Tougher Text, Smarter Models: Raising the Bar for Adversarial Defence Benchmarks
Yang Wang 1,2, Chenghua Lin 1,3
Published on arXiv
2501.02654
Input Manipulation Attack
OWASP ML Top 10 — ML01
Key Finding
TTSO++ demonstrates strong robustness against TextFooler and TextBugger attacks while being task-agnostic and applicable across diverse NLP benchmarks beyond text classification.
TTSO++
Novel technique introduced
Recent advancements in natural language processing have highlighted the vulnerability of deep learning models to adversarial attacks. While various defence mechanisms have been proposed, there is a lack of comprehensive benchmarks that evaluate these defences across diverse datasets, models, and tasks. In this work, we address this gap by presenting an extensive benchmark for textual adversarial defence that significantly expands upon previous work. Our benchmark incorporates a wide range of datasets, evaluates state-of-the-art defence mechanisms, and extends the assessment to include critical tasks such as single-sentence classification, similarity and paraphrase identification, natural language inference, and commonsense reasoning.

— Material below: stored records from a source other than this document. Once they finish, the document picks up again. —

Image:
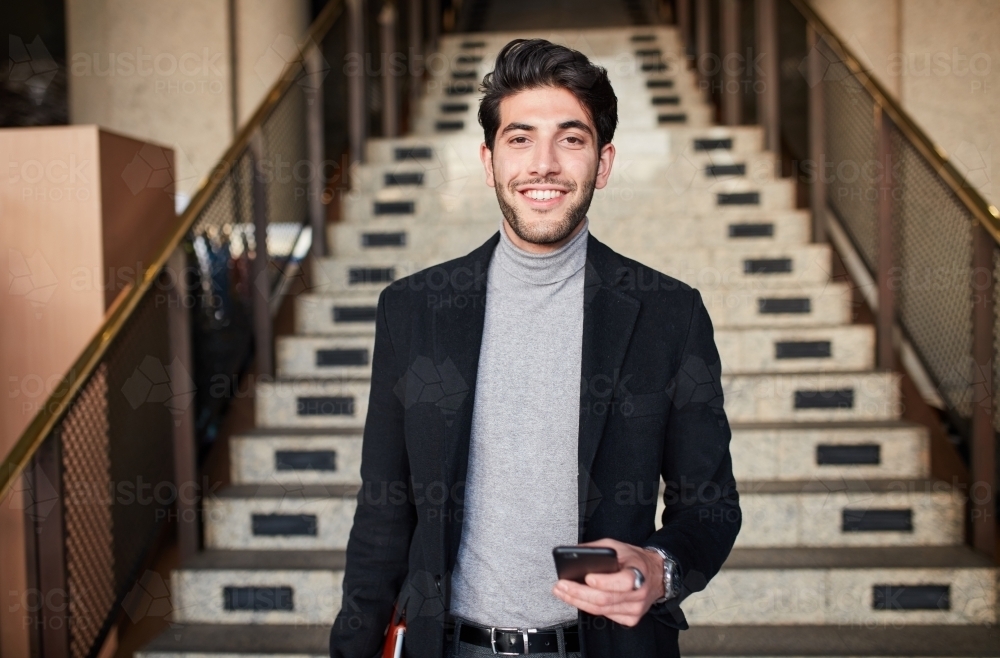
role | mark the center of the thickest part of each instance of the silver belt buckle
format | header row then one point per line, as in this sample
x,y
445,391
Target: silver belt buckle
x,y
493,640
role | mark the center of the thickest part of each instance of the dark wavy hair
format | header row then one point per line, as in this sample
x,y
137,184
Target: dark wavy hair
x,y
530,63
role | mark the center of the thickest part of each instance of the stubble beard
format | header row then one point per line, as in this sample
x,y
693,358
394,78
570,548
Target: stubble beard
x,y
550,233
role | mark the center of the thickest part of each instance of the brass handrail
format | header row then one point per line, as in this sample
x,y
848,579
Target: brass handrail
x,y
985,213
121,311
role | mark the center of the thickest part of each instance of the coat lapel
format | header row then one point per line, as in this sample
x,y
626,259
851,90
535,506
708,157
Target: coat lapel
x,y
609,317
459,315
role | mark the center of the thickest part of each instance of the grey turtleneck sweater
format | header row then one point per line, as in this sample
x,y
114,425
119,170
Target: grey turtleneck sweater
x,y
521,492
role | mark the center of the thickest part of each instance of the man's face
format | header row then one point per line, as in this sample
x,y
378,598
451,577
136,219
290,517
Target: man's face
x,y
545,166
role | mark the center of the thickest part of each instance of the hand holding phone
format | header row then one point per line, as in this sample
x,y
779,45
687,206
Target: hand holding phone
x,y
575,562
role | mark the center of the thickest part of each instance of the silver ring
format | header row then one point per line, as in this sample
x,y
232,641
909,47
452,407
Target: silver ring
x,y
639,579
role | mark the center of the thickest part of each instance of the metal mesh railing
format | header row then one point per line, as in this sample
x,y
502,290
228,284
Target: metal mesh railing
x,y
101,475
933,253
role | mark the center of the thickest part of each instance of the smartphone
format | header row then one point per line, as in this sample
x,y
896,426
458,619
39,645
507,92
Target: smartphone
x,y
575,562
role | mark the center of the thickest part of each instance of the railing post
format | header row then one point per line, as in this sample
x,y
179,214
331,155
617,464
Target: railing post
x,y
390,100
182,369
316,146
768,98
415,60
262,327
357,110
45,524
433,24
983,452
817,135
885,319
684,26
702,26
729,48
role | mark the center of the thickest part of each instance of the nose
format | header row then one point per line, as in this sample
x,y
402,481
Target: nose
x,y
544,159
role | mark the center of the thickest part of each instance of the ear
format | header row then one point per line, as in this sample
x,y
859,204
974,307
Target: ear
x,y
604,161
486,155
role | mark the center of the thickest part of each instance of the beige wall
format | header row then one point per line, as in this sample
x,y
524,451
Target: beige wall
x,y
942,61
172,77
267,35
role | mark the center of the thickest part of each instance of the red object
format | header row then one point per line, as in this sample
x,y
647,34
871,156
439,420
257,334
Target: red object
x,y
393,647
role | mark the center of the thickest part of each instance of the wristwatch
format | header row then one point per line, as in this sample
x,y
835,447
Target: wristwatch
x,y
671,586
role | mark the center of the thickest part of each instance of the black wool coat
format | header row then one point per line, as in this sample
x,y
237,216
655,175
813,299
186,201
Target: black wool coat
x,y
650,407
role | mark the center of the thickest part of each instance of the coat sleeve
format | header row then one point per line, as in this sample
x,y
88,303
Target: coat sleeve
x,y
702,515
379,544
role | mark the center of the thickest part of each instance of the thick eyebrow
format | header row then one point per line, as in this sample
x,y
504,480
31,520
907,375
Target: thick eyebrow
x,y
565,125
516,126
576,123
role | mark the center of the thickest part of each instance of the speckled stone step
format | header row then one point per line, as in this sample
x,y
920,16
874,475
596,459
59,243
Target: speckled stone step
x,y
831,396
762,265
243,640
830,451
809,349
258,587
755,306
290,516
641,200
296,457
338,315
445,240
873,639
319,357
311,403
843,587
698,170
862,512
642,116
663,142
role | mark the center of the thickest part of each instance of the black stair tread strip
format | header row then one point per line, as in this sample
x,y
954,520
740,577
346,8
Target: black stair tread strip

This work not only serves as a valuable resource for researchers and practitioners in the field of adversarial robustness but also identifies key areas for future research in textual adversarial defence. By establishing a new standard for benchmarking in this domain, we aim to accelerate progress towards more robust and reliable natural language processing systems.
Key Contributions
- Expands the textual adversarial defence benchmark beyond text classification to include similarity/paraphrase identification, natural language inference, and commonsense reasoning tasks with more datasets, models, and recent defences
- Proposes TTSO++, a variant of training-time temperature scaling that incorporates a dynamic entropy term for confidence adjustment, improving robustness against TextFooler and TextBugger
- Identifies key gaps and future directions in synonyms-agnostic, structure-free adversarial defence for NLP
🛡️ Threat Analysis
Evaluates defences against word-substitution adversarial attacks (TextFooler, TextBugger) that cause misclassification at inference time on NLP classifiers — classic input manipulation/evasion attacks on transformer models.